For training the ML algorithm, we first generated a database containing thousands of molecular structures spanning possible geometries. We calculated the corresponding 2D-DCS map for each structure by simulating the elastic scattering of electrons on the molecule using the independent atom model (IAM).

The database is split into training, validation, and test sets to validate the ML model. To evaluate the model’s accuracy during training, we define the absolute difference between the predicted and actual atom position (mean absolute error MAE) as our prediction error.

Once the ML model is satisfactorily trained, the experimental 2D-DCS map is used as an input to generate the predicted molecular structure that most likely contributes to the measured interference signal [4].

3 Extracting Molecular Structure

Before we use our ML framework to retrieve the molecular structure of a complex molecule, we firstly exam the ML model accuracy by revisiting published experimental LIED data of a small linear 1D molecule acetylene (C2H2) [5] and a planar 2D molecule carbon disulfide (CS2) [6]. Table 1 summarizes the ML predicted structural parameters of the C2H2 and CS2 molecules. The predicted structures agree nicely with previous publications where the structure was extracted from the LIED data by a standard fitting routine.

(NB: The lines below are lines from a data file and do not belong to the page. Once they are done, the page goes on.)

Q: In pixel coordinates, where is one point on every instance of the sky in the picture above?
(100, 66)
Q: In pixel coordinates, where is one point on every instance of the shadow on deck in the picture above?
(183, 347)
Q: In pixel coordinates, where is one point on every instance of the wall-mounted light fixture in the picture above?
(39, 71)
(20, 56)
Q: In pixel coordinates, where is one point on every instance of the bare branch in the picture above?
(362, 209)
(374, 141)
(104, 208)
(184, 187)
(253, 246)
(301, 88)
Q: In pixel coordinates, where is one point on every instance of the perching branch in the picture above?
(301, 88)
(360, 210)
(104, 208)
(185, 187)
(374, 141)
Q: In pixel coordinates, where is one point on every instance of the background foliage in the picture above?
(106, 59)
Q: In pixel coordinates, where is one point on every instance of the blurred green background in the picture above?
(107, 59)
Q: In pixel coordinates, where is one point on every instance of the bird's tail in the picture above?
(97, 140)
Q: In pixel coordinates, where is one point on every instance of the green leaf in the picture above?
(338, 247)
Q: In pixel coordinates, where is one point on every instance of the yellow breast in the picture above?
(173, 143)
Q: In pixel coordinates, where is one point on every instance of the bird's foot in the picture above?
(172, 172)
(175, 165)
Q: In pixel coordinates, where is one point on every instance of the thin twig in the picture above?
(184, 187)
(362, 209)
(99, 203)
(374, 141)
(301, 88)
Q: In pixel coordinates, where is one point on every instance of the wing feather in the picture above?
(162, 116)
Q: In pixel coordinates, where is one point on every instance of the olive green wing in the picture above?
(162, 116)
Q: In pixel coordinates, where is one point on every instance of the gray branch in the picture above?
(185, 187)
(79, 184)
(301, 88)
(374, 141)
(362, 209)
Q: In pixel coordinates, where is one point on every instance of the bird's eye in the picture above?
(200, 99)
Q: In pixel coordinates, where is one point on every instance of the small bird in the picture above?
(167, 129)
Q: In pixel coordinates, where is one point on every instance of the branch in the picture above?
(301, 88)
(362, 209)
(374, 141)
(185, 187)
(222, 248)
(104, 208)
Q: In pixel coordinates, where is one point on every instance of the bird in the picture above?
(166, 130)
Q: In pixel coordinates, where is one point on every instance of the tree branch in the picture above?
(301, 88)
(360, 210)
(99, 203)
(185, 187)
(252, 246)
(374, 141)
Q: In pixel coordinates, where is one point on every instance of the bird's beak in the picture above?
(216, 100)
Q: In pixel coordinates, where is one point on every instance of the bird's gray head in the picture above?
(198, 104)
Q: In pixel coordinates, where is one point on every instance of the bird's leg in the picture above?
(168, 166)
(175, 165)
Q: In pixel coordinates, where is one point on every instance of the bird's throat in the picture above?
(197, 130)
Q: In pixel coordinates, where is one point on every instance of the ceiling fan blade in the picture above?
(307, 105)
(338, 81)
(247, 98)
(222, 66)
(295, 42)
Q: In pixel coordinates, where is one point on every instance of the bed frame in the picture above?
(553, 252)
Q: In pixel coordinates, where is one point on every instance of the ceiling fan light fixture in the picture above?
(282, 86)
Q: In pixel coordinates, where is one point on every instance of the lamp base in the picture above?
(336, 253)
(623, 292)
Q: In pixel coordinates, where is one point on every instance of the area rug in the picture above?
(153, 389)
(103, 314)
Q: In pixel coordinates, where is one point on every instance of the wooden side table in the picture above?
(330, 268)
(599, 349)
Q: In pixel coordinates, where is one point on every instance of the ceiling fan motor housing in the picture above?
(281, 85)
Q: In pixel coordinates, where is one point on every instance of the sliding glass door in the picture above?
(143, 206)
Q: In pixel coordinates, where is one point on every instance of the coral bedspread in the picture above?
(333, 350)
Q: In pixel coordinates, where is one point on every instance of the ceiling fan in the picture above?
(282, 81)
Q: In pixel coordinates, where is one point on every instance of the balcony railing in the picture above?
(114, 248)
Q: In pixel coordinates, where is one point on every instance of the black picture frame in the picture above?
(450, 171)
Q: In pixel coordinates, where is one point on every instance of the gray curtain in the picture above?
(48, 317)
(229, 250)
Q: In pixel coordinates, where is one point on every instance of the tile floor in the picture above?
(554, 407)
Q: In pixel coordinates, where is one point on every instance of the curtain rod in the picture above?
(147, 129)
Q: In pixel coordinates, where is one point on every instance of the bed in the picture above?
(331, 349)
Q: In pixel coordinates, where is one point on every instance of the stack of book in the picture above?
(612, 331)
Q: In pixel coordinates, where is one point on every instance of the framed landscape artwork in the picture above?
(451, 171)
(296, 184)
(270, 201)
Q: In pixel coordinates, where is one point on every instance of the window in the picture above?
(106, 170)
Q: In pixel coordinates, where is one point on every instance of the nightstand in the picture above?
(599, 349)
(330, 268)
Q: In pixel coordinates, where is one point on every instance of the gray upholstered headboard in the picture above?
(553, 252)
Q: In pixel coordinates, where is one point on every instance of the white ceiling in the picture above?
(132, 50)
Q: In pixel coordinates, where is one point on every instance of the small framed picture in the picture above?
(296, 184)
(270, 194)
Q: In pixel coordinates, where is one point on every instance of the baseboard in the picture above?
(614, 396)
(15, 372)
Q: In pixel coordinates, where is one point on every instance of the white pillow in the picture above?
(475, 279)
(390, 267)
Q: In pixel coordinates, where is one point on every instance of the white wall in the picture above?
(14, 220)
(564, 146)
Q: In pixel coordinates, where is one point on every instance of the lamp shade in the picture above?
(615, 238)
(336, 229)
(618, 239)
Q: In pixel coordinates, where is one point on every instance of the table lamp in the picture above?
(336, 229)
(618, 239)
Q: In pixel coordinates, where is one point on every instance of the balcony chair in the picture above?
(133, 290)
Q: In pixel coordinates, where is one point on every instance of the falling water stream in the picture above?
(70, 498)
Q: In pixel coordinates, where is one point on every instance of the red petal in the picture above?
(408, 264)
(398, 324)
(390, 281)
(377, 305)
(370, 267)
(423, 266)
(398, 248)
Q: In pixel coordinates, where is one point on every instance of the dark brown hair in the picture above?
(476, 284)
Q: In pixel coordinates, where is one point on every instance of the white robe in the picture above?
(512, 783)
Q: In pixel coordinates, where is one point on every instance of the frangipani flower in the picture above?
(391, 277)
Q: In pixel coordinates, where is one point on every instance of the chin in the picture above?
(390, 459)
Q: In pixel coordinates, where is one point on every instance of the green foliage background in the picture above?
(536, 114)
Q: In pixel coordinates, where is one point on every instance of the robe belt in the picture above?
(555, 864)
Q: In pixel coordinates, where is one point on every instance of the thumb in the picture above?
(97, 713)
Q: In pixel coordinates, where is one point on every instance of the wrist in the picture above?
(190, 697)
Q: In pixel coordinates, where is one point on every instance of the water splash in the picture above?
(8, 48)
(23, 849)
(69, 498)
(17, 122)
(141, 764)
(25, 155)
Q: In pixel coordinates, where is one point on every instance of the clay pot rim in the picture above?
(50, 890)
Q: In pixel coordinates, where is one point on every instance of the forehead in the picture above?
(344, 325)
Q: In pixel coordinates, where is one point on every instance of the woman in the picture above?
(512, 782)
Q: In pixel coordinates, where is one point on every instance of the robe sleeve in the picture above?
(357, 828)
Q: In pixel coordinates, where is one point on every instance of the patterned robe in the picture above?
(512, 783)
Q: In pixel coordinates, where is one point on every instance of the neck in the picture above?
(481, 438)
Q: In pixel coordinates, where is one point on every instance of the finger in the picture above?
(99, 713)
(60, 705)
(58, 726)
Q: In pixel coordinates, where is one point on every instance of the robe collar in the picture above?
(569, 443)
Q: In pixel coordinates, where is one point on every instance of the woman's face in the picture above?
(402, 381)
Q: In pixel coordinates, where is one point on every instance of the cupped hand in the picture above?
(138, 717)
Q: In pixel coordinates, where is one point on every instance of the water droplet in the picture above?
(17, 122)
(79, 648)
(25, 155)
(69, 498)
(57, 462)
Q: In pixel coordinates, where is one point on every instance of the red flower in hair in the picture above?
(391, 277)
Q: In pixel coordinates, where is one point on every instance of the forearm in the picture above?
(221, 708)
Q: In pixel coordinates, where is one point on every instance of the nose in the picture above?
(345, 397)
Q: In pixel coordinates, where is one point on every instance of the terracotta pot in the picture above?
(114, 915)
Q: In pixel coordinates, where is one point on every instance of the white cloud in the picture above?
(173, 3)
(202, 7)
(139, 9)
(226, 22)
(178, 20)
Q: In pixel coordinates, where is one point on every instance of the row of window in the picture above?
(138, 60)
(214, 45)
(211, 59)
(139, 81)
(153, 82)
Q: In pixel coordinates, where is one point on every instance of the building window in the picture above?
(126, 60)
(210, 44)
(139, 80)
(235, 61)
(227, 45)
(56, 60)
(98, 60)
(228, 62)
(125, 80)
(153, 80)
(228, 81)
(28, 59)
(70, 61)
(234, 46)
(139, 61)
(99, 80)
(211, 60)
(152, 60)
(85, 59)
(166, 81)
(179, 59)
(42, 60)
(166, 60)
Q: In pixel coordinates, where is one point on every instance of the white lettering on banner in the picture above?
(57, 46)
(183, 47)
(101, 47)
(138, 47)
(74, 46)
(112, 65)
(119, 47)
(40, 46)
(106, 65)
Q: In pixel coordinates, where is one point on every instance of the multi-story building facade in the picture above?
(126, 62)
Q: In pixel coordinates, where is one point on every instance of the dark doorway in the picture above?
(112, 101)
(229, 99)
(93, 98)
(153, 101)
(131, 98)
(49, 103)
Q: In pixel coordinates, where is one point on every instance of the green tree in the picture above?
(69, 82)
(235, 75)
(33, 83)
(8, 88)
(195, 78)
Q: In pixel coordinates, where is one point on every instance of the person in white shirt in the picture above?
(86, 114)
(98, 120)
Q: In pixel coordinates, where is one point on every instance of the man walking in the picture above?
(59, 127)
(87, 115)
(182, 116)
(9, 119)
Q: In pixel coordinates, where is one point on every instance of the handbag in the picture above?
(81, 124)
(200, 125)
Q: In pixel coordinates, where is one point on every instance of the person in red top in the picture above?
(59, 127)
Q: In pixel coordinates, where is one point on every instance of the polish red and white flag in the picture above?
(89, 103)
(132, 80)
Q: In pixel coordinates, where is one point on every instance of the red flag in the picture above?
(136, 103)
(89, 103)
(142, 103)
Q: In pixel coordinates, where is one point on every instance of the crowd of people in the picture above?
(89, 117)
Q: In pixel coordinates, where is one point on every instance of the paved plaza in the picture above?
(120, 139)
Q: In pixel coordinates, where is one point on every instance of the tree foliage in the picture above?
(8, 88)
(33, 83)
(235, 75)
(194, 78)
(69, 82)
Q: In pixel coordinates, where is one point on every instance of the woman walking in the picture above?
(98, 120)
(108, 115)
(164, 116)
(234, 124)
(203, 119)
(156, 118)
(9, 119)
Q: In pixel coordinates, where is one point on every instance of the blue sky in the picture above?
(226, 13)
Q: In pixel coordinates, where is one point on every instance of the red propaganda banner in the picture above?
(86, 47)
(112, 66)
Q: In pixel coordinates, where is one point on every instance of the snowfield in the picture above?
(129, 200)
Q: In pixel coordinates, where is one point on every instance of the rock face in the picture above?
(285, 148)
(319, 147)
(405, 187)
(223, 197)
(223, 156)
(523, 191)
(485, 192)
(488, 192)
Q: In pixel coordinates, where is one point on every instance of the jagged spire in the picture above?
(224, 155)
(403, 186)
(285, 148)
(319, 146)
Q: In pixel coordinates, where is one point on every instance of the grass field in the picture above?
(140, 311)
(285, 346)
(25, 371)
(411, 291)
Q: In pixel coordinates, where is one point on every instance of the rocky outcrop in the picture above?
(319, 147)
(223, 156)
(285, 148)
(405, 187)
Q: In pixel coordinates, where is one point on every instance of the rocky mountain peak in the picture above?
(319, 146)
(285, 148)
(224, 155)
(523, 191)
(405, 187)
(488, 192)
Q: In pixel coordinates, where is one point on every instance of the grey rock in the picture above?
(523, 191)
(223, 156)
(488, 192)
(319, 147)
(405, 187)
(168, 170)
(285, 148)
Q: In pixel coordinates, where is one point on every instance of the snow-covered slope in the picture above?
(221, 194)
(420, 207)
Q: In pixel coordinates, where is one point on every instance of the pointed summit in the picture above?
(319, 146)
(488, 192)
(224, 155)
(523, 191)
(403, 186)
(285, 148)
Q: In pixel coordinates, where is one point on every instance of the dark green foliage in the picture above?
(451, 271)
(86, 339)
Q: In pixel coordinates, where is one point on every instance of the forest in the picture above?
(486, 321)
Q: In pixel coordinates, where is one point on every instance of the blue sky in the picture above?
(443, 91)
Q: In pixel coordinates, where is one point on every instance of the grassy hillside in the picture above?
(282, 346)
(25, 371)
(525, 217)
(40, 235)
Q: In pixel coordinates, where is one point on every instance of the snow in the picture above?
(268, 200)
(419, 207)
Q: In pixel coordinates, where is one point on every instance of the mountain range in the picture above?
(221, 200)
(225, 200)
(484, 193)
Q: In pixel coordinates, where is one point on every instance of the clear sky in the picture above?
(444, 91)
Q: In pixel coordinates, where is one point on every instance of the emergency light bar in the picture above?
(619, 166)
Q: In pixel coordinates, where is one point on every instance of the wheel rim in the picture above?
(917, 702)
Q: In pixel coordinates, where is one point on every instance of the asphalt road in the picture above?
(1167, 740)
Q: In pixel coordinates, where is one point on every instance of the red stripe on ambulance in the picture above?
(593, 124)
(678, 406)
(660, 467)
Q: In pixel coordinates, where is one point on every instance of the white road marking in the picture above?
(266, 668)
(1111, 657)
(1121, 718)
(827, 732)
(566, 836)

Table 1 Summary of C2H2 and CS2 structures predicted by machine learning (ML)

Then, we use our ML framework to study the configuration of a (+)-fenchone (C10H16O; 27 atoms) molecule which experimental 2D-DCS map is also determined with LIED. Retrieving the structure of such a complex molecule by using a standard fitting routine would require an unrealistic calculation time. For example, a calculation time of 1.4e+9 h would be needed to calculate only five variations of its possible structures. ML has the decisive advantage of interpolating and learning between the course grids of precalculated molecular geometries. Thus, we can sufficiently create an interpolated database that only considers the variation of four groups of atoms and a molecule-wide global change in structure. Let the machine itself interpolate the relationship between the molecular structures and corresponding 2D-DCSs with a reduced database, drastically minimizing computational time. Observing the MAE converges to a constant value of ~0.02 involved with the training and validation data sets, we verify that the model is not over/underfitting and is satisfactorily trained. Furthermore, the Pearson correlation coefficient is found to be 0.94, confirming the strong correlation between the experimental and predicted theoretical 2D-DCS.

Figure 2 shows the predicted 3D Cartesian coordinates (x, y, z) for seven atoms in (+)-fenchone that are retrieved from the experimental data by the ML model (green circles). The error bars included the predicted model error as well as the experimental statistical error. The equilibrium ground-state 3D positions of neutral (+)-fenchone are presented by red triangles. The slight deviation of the ML-LIED measured, and the equilibrium ground-state molecular structure is caused involuntarily by the LIED laser field. In addition, the schematic of the predicted 3D (+)-fenchone molecule is also shown. Here, the green circles indicate the degree of uncertainty.

4 Summary

We implement ML-LIED to retrieve atomic positions of 1D, 2D, and complex 3D molecules with picometer and attosecond resolution. The ML-based framework achieves high-accuracy pattern matching in complex solution spaces while overcoming scaling limitations in a standard fitting routine. Not just LIED, the problem of unfavorable scaling also arises with other diffraction methods. Combining ML with LIED offers a new general solution to overcome long-standing problems and opens up new opportunities to image the structure of large, complex molecules.